According to U.S. government officials, Soyuz fight is set to resume in mid-October. The schedule of the flight is not yet announced, but it is expected to come out soon as NASA is not looking to leave its $100 billion space station unmanned temporarily.
Why Soyuz missions were suspended
In August, a Soyuz rocket carrying cargo goods to the ISS could not reach the orbit and fell back to the Earth as a third-stage motor of the Soyuz rocket broke down. After the incident, Russia suspended further missions while they investigated the causes of the incidents. However after the investigation, they found that the malfunction was a lone manufacturing defect.

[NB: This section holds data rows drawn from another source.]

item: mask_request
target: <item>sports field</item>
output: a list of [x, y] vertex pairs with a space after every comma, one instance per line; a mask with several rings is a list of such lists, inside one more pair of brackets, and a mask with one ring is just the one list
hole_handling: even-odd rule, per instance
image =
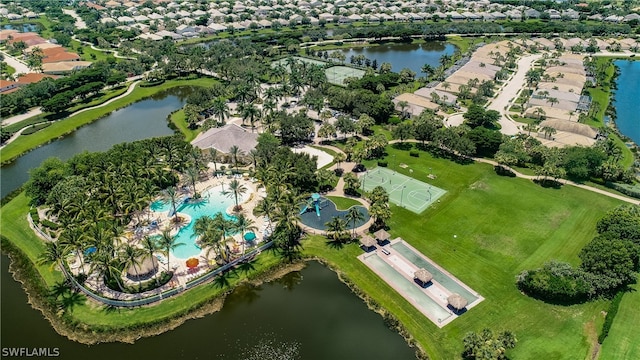
[[363, 173], [360, 182], [364, 191], [382, 186], [389, 194], [390, 201], [416, 214], [423, 212], [446, 193], [438, 187], [383, 167]]
[[360, 79], [365, 72], [360, 69], [354, 69], [348, 66], [332, 66], [324, 71], [327, 75], [327, 81], [332, 84], [344, 86], [344, 79], [355, 77]]
[[[320, 66], [325, 66], [328, 63], [325, 61], [320, 61], [320, 60], [313, 60], [313, 59], [307, 59], [307, 58], [303, 58], [303, 57], [299, 57], [299, 56], [294, 56], [293, 59], [296, 62], [299, 63], [307, 63], [307, 64], [311, 64], [311, 65], [320, 65]], [[284, 67], [287, 69], [287, 71], [289, 71], [289, 65], [287, 64], [288, 62], [288, 58], [282, 58], [280, 60], [276, 60], [274, 62], [271, 63], [271, 67], [276, 67], [278, 65], [284, 65]]]

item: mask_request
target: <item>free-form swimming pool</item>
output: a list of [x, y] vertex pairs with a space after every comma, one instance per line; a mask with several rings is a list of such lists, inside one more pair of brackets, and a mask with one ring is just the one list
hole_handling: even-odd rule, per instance
[[[222, 195], [222, 186], [212, 187], [206, 190], [202, 194], [202, 198], [199, 200], [192, 200], [187, 203], [182, 203], [178, 206], [179, 213], [187, 214], [191, 217], [191, 222], [182, 227], [176, 234], [176, 243], [183, 243], [184, 245], [176, 247], [172, 254], [180, 259], [188, 259], [200, 254], [200, 247], [196, 244], [196, 236], [193, 234], [193, 225], [195, 221], [203, 216], [215, 216], [218, 213], [222, 213], [226, 219], [235, 219], [233, 216], [227, 214], [227, 209], [235, 205], [233, 197], [227, 197]], [[243, 202], [247, 197], [247, 194], [238, 196], [238, 202]], [[168, 202], [157, 200], [151, 204], [151, 210], [155, 212], [168, 212], [171, 209], [171, 204]]]

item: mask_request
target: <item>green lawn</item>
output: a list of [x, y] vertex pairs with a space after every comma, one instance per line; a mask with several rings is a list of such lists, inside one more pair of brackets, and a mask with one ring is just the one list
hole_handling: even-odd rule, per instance
[[209, 86], [216, 81], [217, 80], [212, 78], [198, 78], [189, 80], [169, 80], [165, 81], [162, 85], [154, 87], [142, 88], [138, 86], [128, 96], [118, 99], [107, 106], [85, 111], [81, 114], [58, 121], [33, 135], [19, 138], [18, 140], [8, 144], [2, 149], [2, 151], [0, 151], [0, 159], [3, 163], [7, 162], [37, 146], [45, 144], [57, 137], [69, 134], [80, 126], [93, 122], [114, 110], [130, 105], [136, 101], [140, 101], [163, 90], [177, 86]]
[[600, 360], [640, 359], [640, 336], [638, 335], [640, 293], [638, 288], [638, 284], [634, 285], [633, 290], [622, 298], [609, 336], [600, 349]]
[[[328, 259], [358, 287], [389, 309], [434, 359], [458, 358], [470, 330], [509, 329], [519, 343], [515, 359], [585, 358], [602, 324], [608, 302], [574, 306], [545, 304], [522, 295], [515, 277], [551, 259], [579, 262], [577, 254], [595, 235], [595, 223], [620, 202], [578, 188], [542, 188], [528, 180], [501, 177], [487, 164], [457, 164], [421, 152], [387, 148], [397, 171], [432, 183], [447, 194], [421, 215], [392, 205], [392, 237], [401, 236], [479, 292], [485, 301], [442, 330], [380, 281], [343, 249], [313, 238], [305, 251]], [[389, 157], [387, 157], [389, 159]], [[427, 178], [431, 168], [436, 179]], [[454, 240], [453, 235], [457, 235]]]
[[359, 201], [349, 199], [342, 196], [327, 196], [327, 199], [333, 201], [336, 204], [338, 210], [347, 210], [354, 205], [362, 205]]
[[100, 61], [100, 60], [106, 61], [108, 58], [112, 58], [118, 61], [118, 59], [115, 58], [113, 54], [102, 52], [99, 50], [94, 50], [91, 48], [91, 46], [82, 44], [77, 40], [71, 40], [71, 43], [69, 44], [69, 49], [71, 51], [77, 52], [83, 61]]
[[184, 110], [182, 109], [171, 115], [171, 122], [180, 130], [182, 135], [184, 135], [184, 140], [187, 142], [195, 139], [201, 131], [200, 128], [196, 130], [189, 129], [189, 125], [187, 125], [187, 121], [184, 118]]

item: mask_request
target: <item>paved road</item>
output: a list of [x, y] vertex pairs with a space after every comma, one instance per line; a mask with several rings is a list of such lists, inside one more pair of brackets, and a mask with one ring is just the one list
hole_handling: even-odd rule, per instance
[[508, 110], [505, 108], [509, 105], [511, 99], [517, 98], [518, 94], [520, 94], [526, 82], [525, 75], [527, 71], [531, 68], [531, 64], [541, 57], [541, 54], [534, 54], [520, 58], [518, 60], [518, 71], [508, 80], [505, 86], [498, 90], [498, 96], [487, 107], [489, 110], [496, 110], [500, 113], [500, 126], [502, 126], [500, 132], [505, 135], [515, 135], [519, 132], [518, 125], [507, 116]]
[[0, 53], [4, 56], [4, 62], [6, 62], [7, 65], [11, 66], [12, 68], [16, 69], [16, 74], [26, 74], [31, 72], [27, 64], [7, 54], [4, 51], [0, 51]]
[[73, 24], [76, 28], [78, 29], [87, 28], [87, 24], [84, 22], [84, 20], [82, 20], [80, 16], [78, 16], [78, 14], [76, 14], [75, 10], [62, 9], [62, 12], [67, 15], [71, 15], [74, 19], [76, 19], [76, 23]]

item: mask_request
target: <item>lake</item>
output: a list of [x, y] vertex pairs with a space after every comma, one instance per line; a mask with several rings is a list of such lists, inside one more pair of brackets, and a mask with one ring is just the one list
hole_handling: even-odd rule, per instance
[[613, 96], [616, 127], [640, 145], [640, 61], [616, 60], [614, 64], [620, 69], [620, 76], [616, 79], [618, 89]]
[[440, 66], [438, 62], [442, 55], [452, 55], [456, 47], [443, 41], [428, 41], [423, 44], [384, 44], [362, 48], [341, 50], [345, 56], [345, 63], [349, 63], [351, 56], [364, 55], [368, 59], [376, 59], [378, 66], [383, 62], [391, 64], [391, 71], [400, 72], [404, 68], [413, 70], [416, 77], [424, 76], [421, 68], [424, 64], [433, 67]]
[[56, 333], [27, 304], [4, 255], [1, 286], [2, 347], [57, 347], [63, 359], [415, 359], [380, 315], [317, 262], [271, 283], [242, 286], [221, 311], [133, 345], [87, 346]]
[[172, 135], [167, 116], [182, 108], [190, 92], [191, 88], [183, 87], [156, 94], [116, 110], [2, 166], [1, 197], [23, 185], [29, 179], [29, 170], [51, 156], [67, 160], [83, 151], [105, 151], [122, 142]]

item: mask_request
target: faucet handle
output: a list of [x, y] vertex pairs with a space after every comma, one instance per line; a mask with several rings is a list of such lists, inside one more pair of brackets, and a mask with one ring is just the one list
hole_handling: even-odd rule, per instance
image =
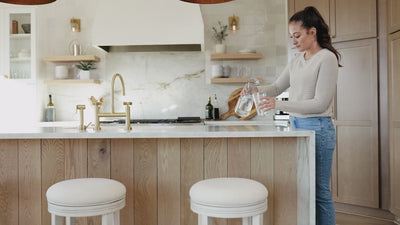
[[86, 105], [76, 105], [76, 109], [86, 109]]
[[132, 105], [132, 102], [123, 102], [124, 105]]

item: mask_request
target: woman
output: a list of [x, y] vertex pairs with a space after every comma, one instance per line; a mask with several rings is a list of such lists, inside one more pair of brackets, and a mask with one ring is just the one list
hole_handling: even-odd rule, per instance
[[[336, 92], [340, 54], [333, 48], [328, 25], [314, 7], [289, 20], [289, 33], [298, 53], [279, 78], [258, 91], [266, 92], [260, 109], [290, 113], [293, 128], [315, 131], [317, 225], [334, 225], [335, 208], [330, 191], [332, 156], [336, 143], [331, 113]], [[289, 101], [276, 101], [290, 87]]]

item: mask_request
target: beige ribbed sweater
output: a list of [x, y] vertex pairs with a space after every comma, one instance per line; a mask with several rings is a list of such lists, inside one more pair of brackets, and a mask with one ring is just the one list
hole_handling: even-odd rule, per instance
[[275, 97], [290, 87], [289, 101], [276, 101], [277, 110], [298, 117], [331, 116], [336, 93], [338, 61], [335, 54], [322, 49], [310, 59], [298, 53], [278, 79], [260, 86], [268, 96]]

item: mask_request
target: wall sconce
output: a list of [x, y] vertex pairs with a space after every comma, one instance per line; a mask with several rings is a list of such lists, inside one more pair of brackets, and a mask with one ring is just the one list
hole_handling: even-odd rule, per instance
[[229, 30], [239, 30], [239, 17], [230, 16], [229, 17]]
[[81, 32], [81, 20], [80, 19], [71, 19], [71, 31], [72, 32]]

After the incident, Russian and U.S. governments decided to test the reliability of Soyuz rockets before sending any manned mission to ISS. To demonstrate the reliability of the Soyuz rockets, both countries have planned to send two unmanned cargo missions to ISS.
Plans may not come to fruition
But the plans are not certain. NASA chief Charles Bolden recently wrote in an article: “We don't feel that is something we're going to have to do.” That means NASA may now back away from their plan of sending two unmanned cargo missions to ISS.
If the two countries are not able to send astronauts to ISS, they will have to leave ISS unmanned as the final astronaut on board the ISS will be returning in November.
According to experts, leaving ISS unmanned can lead to serious problems. The researches that are conducted on ISS require human involvement, and with an unmanned station, there could be malfunctioning. NASA has not left ISS unmanned for eleven years.
Soyuz most reliable transportation medium
Russian rocket Soyuz is the most reliable medium for a space mission. Soyuz rockets are more frequently used to commute to ISS as compared to the shuttles used by NASA earlier. Before August incident, Soyuz rockets have done 100 successful launches in a row, going back many years.